OPINION:
To paraphrase Mark Twain: Reports of President Trump’s political death “are greatly exaggerated.” Simply scanning approval ratings overlooks the many trends determining a president’s effectiveness and re-electability. Many of these favor Mr. Trump.
As his 100-day milestone passed, the president’s lagging approval ratings were frequently cited. Two major problems exist with this point-in-time comparative approach: the moment when it is taken and to what it is compared.
Considering the uniqueness of Mr. Trump’s campaign and presidency thus far, applying conventional measures to the unconventional is questionable. Rather than choosing just a single sample, an average over time offers a better view.
Rasmussen’s tracking polls of 1,500 likely voters provide 71 samples over Mr. Trump’s first 100 days. Averaging these, his approval and disapproval ratings are almost exactly balanced: Approval, 49.6 percent; disapproval, 50.3 percent.
Importantly, Mr. Trump’s first day approval rating was not wildly high (56-44 percent) — though certainly higher than his favorability rating during the campaign. Mr. Trump won the election with 46.1 percent of the popular vote, therefore losing 53.9 percent. Compared to the benchmark that elected him, Mr. Trump’s Rasmussen 100-day average handily beats it.
However, this still understates the president’s current standing. While 53.9 percent of November’s electorate did not vote for Mr. Trump, not all voted for a candidate who could have beaten him. Hillary Clinton won more popular votes, yet still only received 48.2 percent. Again, Mr. Trump’s first 100-day average is above that, too.
Mr. Trump is not as vulnerable as reports of his weak polling results indicate. However, being less than wildly popular is not unusual for a president. Nor is it prohibitive to governing for four years and being re-elected.
Informative as approval polling may be, it is hardly predictive of the outcome of an actual race. While approval is a verdict on a person in isolation, a campaign is a verdict on a person in comparison. Mr. Trump won just such a comparison last November — and in an Electoral College blowout.
In 2016, Hillary Clinton was the prohibitive favorite — not just in November, but in the nominating primaries. Yet, things played out differently. The primaries were no walkover, and the general election was no victory.
For Mr. Trump to be legitimately presumed as weak now, the first question should be: Compared to whom? Mrs. Clinton’s primacy within the Democratic Party, but subsequent general election loss, implicitly indicates she came from a “weak bench.” And even a stronger Democratic nominee does not necessarily guarantee that he or she would make gains in the almost 6 percent of 2016 voters who supported neither major party’s candidate. Nor does it mean the candidate could turn the Electoral College against Mr. Trump — Mrs. Clinton could not, despite having more popular votes.
Another Clinton, Bill, further demonstrates Mr. Trump’s current position is not necessarily weak. Mr. Clinton won in 1992 with just 43 percent of the popular vote, well below Mr. Trump’s 2016 total. Two years later, Republicans won both houses of Congress in landslides — something they had not done in decades. Yet in 1996, Bill Clinton won re-election, despite again failing to get a popular vote majority.

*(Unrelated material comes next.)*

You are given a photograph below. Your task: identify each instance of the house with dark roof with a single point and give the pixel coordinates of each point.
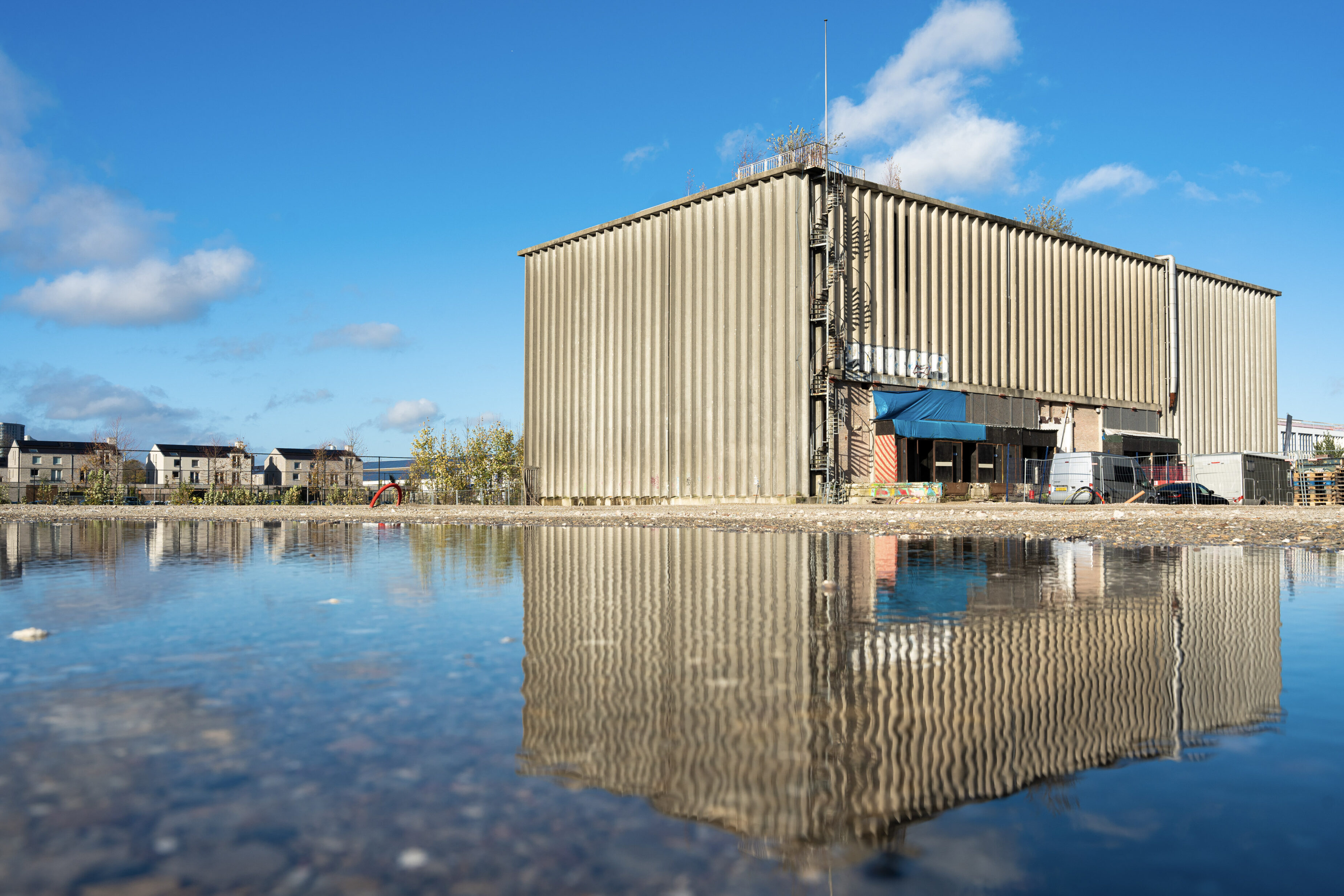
(40, 461)
(201, 465)
(319, 468)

All this shows it is not simply a president’s polls but his standing against an opponent that ultimately matters. And like Mr. Clinton in 1996, Mr. Trump in 2020 will have further advantages.

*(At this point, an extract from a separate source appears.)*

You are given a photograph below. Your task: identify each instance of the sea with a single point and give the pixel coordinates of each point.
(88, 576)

For one, his path to the nomination should be easier. Sitting presidents rarely face strong nomination challenges. Their defeat is rarer still: In the last 100 years, no president seeking renomination has failed to receive it.
In general elections, incumbency is only slightly less advantageous. In the last century, only three elected presidents — Herbert Hoover, Jimmy Carter and George H.W. Bush — have lost re-election.
Mr. Trump is not as weak as current polling seems to indicate. He will have advantages in 2020 that he did not have in 2016. And Democrats are far from proving that they can field a better candidate against him than Hillary was last November.
It is increasingly apparent that Mr. Trump is a unique president as much as he was a unique candidate. The value of comparing his approval ratings to those of other presidents, when he himself is incomparable, is therefore dubious.
This does not mean Mr. Trump has created a new trend in presidential elections. It simply means he is at the confluence of several trends — both current and long-term — in American politics. In many cases, these trends favor him, just as they did so unexpectedly last November.
• J.T. Young served in the Treasury Department and the Office of Management and Budget and as a congressional staff member.